Outside of your typical Fight Pass exclusive event, I can’t remember the last time a card featured five contests on the Fight Pass portion of a card. Nonetheless, I can’t deny that I’m not excited about UFC St. Louis featuring that many online contests as it means less FS1 pacing. I understand the fights could end quickly and leave plenty of time for dead air, but I would rather take that than an assault of commercials repeated over and over and over and over… you get the idea. Sure, we’ll still have to deal with them for the televised prelims and the main card, but the less time we’ll have to watch those commercials, the better!
The Fight Pass prelims begin at 6:00 PM ET/3:00 PM PT on Sunday.
Kalindra Faria (18-6-1) vs. Jessica Eye (11-6, 1 NC), Women’s Flyweight
Given the recent performances of Faria and Eye, you’d be hard-pressed to find someone who is looking forward to this contest. Faria in particular looked nothing like the fighter everyone knew her to be in her UFC debut against Mara Romero Borella. Granted, she didn’t have a chance to show off her striking prowess, but the assumption was that she would at least appear competent on the ground. Instead, her guard was passed like it wasn’t there and she was subbed in less than three minutes. The general consensus is that performance was an aberration as she took the contest on short notice.
That’s because Eye rarely looks to take the ground, preferring to play face-punchy with her opponents. Eye typically starts out confident, landing her punches often and with efficiency. However, her opponent either lands a hard shot or makes an adjustment to swing the momentum their way and Eye crumbles, giving away the fight. When she’s rolling, Eye can overwhelm with volume. Her offensive prowess is good enough that she could become a contender… provided she shores up her defense enough to maintain her confidence.

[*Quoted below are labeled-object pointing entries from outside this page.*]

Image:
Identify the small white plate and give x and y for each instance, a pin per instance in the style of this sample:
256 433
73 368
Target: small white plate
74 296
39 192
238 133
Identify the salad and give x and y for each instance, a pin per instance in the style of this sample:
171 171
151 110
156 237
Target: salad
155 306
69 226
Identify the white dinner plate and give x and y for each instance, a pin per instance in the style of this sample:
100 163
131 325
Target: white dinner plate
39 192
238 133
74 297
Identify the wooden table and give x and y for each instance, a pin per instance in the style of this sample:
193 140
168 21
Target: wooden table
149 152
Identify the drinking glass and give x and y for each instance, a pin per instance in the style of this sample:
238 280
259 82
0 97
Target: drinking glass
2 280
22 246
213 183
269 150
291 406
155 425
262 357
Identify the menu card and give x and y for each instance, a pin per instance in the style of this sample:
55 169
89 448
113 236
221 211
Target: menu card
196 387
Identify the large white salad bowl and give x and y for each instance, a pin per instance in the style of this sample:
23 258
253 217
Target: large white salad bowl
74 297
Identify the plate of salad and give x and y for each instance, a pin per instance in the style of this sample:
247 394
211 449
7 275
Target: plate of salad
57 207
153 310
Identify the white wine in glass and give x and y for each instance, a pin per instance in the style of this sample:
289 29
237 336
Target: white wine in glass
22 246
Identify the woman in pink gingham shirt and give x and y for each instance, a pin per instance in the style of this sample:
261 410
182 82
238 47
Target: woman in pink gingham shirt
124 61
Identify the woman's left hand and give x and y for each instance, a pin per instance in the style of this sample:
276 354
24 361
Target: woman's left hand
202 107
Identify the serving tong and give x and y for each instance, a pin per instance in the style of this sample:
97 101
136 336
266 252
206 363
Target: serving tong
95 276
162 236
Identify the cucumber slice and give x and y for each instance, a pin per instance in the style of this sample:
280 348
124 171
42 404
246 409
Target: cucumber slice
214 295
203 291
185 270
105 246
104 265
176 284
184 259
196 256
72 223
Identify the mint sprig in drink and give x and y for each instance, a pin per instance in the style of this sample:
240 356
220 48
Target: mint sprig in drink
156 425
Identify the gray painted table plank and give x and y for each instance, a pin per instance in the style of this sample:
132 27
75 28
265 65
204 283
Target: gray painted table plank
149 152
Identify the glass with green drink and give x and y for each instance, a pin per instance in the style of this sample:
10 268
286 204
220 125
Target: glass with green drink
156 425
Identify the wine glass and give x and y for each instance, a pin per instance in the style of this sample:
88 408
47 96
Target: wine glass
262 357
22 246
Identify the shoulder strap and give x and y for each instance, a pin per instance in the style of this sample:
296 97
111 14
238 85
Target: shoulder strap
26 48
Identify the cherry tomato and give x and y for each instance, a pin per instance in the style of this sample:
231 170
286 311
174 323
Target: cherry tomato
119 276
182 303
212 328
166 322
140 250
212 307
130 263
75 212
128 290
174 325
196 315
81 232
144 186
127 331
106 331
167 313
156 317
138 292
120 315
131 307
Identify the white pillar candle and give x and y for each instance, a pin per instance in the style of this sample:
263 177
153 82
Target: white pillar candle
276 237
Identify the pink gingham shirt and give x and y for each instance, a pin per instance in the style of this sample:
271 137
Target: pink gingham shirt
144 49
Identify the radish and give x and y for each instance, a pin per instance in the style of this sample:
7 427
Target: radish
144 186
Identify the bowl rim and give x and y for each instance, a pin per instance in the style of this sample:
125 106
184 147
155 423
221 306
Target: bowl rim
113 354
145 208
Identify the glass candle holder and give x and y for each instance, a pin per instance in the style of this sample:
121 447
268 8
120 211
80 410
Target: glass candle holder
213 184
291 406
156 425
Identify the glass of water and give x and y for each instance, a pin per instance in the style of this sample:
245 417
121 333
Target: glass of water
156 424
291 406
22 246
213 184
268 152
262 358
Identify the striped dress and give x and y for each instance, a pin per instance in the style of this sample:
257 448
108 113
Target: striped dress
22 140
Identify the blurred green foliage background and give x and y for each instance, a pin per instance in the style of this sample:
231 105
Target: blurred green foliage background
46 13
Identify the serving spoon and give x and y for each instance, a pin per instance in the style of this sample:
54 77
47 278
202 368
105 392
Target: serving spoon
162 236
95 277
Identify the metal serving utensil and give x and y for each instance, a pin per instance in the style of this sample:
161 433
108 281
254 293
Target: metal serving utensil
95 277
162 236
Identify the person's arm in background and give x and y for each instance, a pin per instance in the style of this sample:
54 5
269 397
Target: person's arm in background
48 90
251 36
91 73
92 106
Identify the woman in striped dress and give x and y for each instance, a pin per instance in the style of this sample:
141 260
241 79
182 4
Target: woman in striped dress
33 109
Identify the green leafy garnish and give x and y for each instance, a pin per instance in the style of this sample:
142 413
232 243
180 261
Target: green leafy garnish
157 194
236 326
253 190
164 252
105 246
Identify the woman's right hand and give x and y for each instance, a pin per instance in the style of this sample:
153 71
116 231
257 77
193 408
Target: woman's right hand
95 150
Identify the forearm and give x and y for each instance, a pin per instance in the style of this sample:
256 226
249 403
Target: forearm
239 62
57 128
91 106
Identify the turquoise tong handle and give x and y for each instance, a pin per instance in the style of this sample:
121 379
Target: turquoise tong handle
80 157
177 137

I don’t feel confident picking either fighter. Faria looked horrible against Borella while Eye perennially underachieves. That doesn’t mean there aren’t reasons to pick either fighter. Eye fighting at flyweight should make her less prone to the takedowns – provided Faria tries to go that route – and Faria shouldn’t be judged by that one bad appearance. Faria is a very skilled Muay Thai practitioner with plus power, meaning this should be a competitive scrap. Regardless, I’m going with Eye based on her athletic edge and durability. Eye via decision
Talita Bernardo (5-2) vs. Irene Aldana (7-4), Women’s Bantamweight
Despite being touted as one of the better prospects at women’s bantamweight, Aldana has yet to pick up a win in two UFC contests. Granted, Leslie Smith and Katlyn Chookagian are solid opponents, but expectations were high for the native of Mexico. A skilled boxer, Aldana has ignored head movement and footwork as the basic pillars of a solid defense, which has been her downfall in her UFC career. However, the contests have been competitive as her power doesn’t exactly make a firefight a completely idiotic plan to attempt.
Bernardo filled in for an injured Germaine de Randamie back in September, giving Marion Reneau a run for her money with a ground game that challenged the skilled grappler on multiple occasions. An aggressive submission specialist, Bernardo will snatch whatever limb will leave available and attempt to elicit a quick tapout. It did get her into trouble at times against Aldana, but she also methodically worked her way out of sticky situations. Her striking leaves much to be desired, but Bernardo is also young in the sport and likely to make leaps and bounds in her progress.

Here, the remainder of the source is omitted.